Other spaces include two showcase law courts, a city trading room, a 300-seat lecture theatre, two Harvard lecture theatres and technology enhanced active learning classrooms.
The project served as a testbed to set benchmark standards for future UWE projects on a newly expanded area of the university slated for extensive redevelopment.
“We are as close as you can get to Level 2 BIM,” says Andrew Kingdon, associate architect at Stride Treglown, which acted as BIM coordinator for the project. “We developed a BIM Execution Plan, a matrix of responsibilities for modelling, and Level of Detail requirements for COBie data drops.
“We implemented aspects that tend to get forgotten on other projects, such as file-naming protocols to ensure that any information issued by designers or subcontractors is fully aligned in terms of numbering, status and revisions.”
Walk-throughs were possible using Revizto software on an iPad
A key focus was on meeting the client’s needs for ongoing operation and maintenance and tying all information and data into their existing FM software, Archibus.
“It was about ensuring that everything we did met their needs, so at the end of the project [in early 2017] we aren’t handing over unnecessary data. The list of maintainable assets was really driven by them,” says Kingdon.
Stride Treglown has a separate appointment as BIM consultant, on the UWE client team, to ensure all models from consultants and subcontractors provide the required FM information.
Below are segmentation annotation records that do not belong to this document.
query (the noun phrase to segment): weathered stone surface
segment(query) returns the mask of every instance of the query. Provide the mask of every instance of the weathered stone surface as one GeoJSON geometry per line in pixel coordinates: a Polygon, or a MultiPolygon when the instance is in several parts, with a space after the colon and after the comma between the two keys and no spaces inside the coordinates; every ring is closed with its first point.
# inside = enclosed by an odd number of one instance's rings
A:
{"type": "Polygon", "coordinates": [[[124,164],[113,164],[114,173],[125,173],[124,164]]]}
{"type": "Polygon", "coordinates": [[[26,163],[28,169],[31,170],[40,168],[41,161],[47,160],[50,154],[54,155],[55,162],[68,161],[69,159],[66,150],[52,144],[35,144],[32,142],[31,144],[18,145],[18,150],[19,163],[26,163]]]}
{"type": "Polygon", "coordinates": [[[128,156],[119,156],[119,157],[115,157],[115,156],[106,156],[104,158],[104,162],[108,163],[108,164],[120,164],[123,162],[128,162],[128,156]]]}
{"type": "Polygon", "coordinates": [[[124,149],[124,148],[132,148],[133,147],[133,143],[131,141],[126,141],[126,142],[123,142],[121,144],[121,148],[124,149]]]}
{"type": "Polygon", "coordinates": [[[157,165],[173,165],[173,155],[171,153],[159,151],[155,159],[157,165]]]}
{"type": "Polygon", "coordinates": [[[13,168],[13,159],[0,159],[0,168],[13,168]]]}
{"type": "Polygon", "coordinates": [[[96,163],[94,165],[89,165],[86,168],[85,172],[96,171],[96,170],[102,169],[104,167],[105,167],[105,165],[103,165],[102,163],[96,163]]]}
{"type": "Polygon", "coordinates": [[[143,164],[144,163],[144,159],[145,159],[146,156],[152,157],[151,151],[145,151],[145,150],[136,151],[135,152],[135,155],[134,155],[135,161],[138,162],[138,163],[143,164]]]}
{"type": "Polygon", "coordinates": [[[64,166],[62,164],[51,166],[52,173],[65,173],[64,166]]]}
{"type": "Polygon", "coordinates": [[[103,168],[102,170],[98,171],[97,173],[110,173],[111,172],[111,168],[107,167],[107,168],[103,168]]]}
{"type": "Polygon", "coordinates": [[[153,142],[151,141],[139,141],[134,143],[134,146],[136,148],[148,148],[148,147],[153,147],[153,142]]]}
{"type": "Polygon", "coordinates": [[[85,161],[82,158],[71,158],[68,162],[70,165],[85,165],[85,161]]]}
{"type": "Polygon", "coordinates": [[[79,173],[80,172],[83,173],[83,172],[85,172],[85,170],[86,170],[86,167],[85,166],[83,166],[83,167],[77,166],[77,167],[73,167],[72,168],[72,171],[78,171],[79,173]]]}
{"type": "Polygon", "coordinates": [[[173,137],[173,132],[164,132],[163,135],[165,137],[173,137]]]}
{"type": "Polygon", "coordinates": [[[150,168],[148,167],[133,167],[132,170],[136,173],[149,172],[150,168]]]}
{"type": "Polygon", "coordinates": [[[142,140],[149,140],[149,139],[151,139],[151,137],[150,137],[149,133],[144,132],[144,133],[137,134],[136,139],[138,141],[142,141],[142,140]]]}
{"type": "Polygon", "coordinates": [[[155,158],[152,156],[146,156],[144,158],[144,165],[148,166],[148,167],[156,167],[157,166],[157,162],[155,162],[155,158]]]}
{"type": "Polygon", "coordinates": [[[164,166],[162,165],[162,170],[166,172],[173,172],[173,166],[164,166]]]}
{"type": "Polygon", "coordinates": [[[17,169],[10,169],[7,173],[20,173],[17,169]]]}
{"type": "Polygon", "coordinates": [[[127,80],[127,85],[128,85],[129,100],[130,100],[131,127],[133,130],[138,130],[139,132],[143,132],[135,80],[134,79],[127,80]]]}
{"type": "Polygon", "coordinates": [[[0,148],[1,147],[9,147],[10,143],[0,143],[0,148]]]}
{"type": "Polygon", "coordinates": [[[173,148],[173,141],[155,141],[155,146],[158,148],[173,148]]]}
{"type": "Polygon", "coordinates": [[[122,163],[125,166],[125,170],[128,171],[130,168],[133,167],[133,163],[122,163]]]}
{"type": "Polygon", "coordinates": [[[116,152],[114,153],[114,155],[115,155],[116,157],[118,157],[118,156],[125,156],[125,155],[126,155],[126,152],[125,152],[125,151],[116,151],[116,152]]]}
Meanwhile, virtual reality software was used extensively to allow the client to understand and suggest modifications to designs in BIM. A bespoke app was developed, by 3D visualisation consultant Soluis, to run VR “fly throughs” of the fully coordinated BIM model, containing architecture, structure and MEP, on a smart phone inserted into a Google Cardboard headset. This allowed the client to experience the “wow factor” spaces and suggest changes.
The Revit model was input into Revizto software to enable the client and end users to experience 3D walk-throughs, on an iPad, and quickly alter colours and material finishes to view the direct impact on environments.
The project team has run Revizto on an Oculus Rift headset
Creating a walk-through first involves defining a “scope box” (an area of the scheme) in Revit, then exporting it to Revizto using a plug-in for Revit, to enable editing and visualisation.
“It’s quite a simple process,” says Kingdon. “The software doesn’t give a polished CGI-level of internal detail, but I find it very useful to communicate the sense of space and light and the quality of the architecture.”
In one 3D walk-through, the client noticed low light levels and a feeling of being too enclosed in a corridor adjacent to a staff area, and therefore requested that larger glass panels be inserted into the corridor wall.
More recently, the project team has run Revizto on an Oculus Rift headset to explore the building in an enhanced VR environment, says Kingdon: “As construction progresses, the client and end users are keen to experience what the spaces they cannot currently physically access will look like.”
Revizto preserves all BIM object data and linked files and enables issue tracking on various platforms.
As practical completion approaches, the project team is finalising as-built models and tidying up BIM models ready for the final COBie data drop. Apart from the post-handover benefits for its FM team, UWE plans to use the BIM model and Revizto as a teaching tool in the School of Architecture and other faculties for the built environment.